CAREERS AND ALUMNI
Why Study Psychological and Brain Sciences?
The subject major of Psychological and Brain Sciences—understanding behavior, thought, emotion, personality, and all that makes us human—is of intrinsic interest to everyone and critically important for success in all aspects of personal and professional life. Our students learn to be critical thinkers and apply the scientific method to understand, predict and explain themselves and others. Psychology and CBN majors go on to a vast range of professions, all of which allow the application of their education, whether directly or indirectly, such as human services, health services, research, education, and a wide scope of business-oriented positions.
Many of our undergraduate students go on to graduate education in psychology (clinical or psychological science), counseling, neuroscience, law, business, social work and other areas. The CBN and Psychology (BS track) are also well suited for those planning graduate education in medical fields.

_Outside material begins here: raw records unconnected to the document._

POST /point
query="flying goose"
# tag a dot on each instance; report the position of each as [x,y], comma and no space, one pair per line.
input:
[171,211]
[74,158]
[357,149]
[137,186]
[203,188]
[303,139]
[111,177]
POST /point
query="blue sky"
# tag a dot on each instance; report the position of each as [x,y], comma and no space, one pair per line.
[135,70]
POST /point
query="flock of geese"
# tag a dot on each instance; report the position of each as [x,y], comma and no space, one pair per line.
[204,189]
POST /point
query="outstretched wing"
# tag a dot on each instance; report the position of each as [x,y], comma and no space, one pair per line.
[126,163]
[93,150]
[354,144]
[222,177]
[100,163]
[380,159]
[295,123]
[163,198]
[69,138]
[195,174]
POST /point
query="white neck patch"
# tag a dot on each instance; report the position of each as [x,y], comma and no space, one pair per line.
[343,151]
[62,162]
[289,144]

The required curriculum for psychology majors includes Seminar in Professional Development, generally taken in the sophomore year, which helps students explore both career and graduate educational opportunities in the field.
A for-credit internship program specifically tailored to psychology majors is offered.

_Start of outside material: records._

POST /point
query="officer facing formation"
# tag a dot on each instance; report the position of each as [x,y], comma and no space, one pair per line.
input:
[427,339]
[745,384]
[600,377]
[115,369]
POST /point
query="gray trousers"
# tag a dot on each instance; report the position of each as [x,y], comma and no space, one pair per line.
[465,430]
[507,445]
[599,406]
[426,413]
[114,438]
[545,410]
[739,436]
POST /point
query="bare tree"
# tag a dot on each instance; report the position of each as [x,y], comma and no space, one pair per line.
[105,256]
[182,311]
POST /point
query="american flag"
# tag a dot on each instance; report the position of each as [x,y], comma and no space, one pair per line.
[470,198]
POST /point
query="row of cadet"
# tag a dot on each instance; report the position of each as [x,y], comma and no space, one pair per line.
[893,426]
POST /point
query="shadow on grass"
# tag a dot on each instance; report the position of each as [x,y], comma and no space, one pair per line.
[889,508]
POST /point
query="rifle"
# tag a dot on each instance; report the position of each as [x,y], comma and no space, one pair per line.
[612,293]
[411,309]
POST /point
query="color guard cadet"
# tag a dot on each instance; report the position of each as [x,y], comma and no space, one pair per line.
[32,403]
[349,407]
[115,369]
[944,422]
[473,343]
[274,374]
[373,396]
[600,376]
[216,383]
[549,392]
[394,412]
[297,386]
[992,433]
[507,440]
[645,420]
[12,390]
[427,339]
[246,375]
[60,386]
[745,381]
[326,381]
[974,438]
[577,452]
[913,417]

Graduation and Graduate School
A career as a professional psychologist—either as a practitioner or psychological scientist—generally requires graduate education in one of many specialty areas of the field. Some of our majors choose this path and they are very well prepared to do so. The landscape of graduate education in psychology, neuroscience and allied fields provides many options and pathways and Villanova Psychology or CBN majors have been highly successful on a wide variety of those paths.
Options available to our psychology majors include our two combined bachelor/master programs. One is geared for students with interests in a research focused program that leads to an MS in psychology. The second is for student interested in the field of Human Resource Development, which also leads to an MS
Julie Michael Gettings, PhD, ’05 CLAS is currently a pediatric psychologist within the Division of Endocrinology and Diabetes at Children’s Hospital of Philadelphia. She works collaboratively with youth with diabetes and their families on improving adherence to diabetes management tasks, coping with chronic illness, improving family functioning surrounding illness management and treating symptoms of mental health disorders. She is also involved in clinical research with a particular focus on improving mental health screenings for youth with chronic illness.
Prior to her current position, Dr. Gettings was the diabetes psychologist at Children’s Hospital of Pittsburgh and served in a similar role.
While at Villanova, Gettings pursued a dual major in Psychology and Comprehensive Science and worked as a research assistant at Fox Chase Cancer Center. After graduation, she began a joint PhD program in Clinical and Biological/Health Psychology at University of Pittsburgh. She completed a clinical internship at Allegheny General Hospital in Pittsburgh and post-doctoral fellowships in pediatric psychology at Children's Hospital of Pittsburgh and Johns Hopkins Children's Center.
When Brian Anderson, PhD, ’09 MS began the Master of Psychology program at Villanova University, he was a small-town kid with minimal exposure to the practice of science. However, he was fascinated by perception and quickly found Charles (Chip) Folk, PhD and his lab. He immediately started working with Dr. Folk, who later became his thesis advisor, collaborated with him on seven scientific papers. Dr. Anderson learned to think like a scientist at Villanova and met his wife of 10 years—and counting.
After Villanova, Dr. Anderson earned a PhD in Psychological and Brain Sciences from Johns Hopkins University, studying under the late Steven Yantis, PhD. There he discovered a new way to break the psychological process goal-directed attention, which he had studied with Dr. Folk. His research resulted in a landmark study.
Dr. Anderson is an Assistant Professor of Psychological and Brain Sciences at Texas A&M University, where he also serves as Director of Human Imaging for the department and Associate Editor for the journal Attention, Perception, and Psychophysics. He current lab team consists of three PhD students, a post-doctoral fellow and a lab manager. Their research focuses on how learning changes the way people see the world—not figuratively, but literally see the world by measuring eye movements and brain activity—and is funded by grants from the National Institute on Drug Abuse and the Brain and Behavior Research Foundation. In 2009, Dr. Anderson won the Ward Thesis award and won the Psychonomic Society Steven Yantis Early Career Award in 2019—recognizing significant scientific contributions of Members and Fellows early in their research career.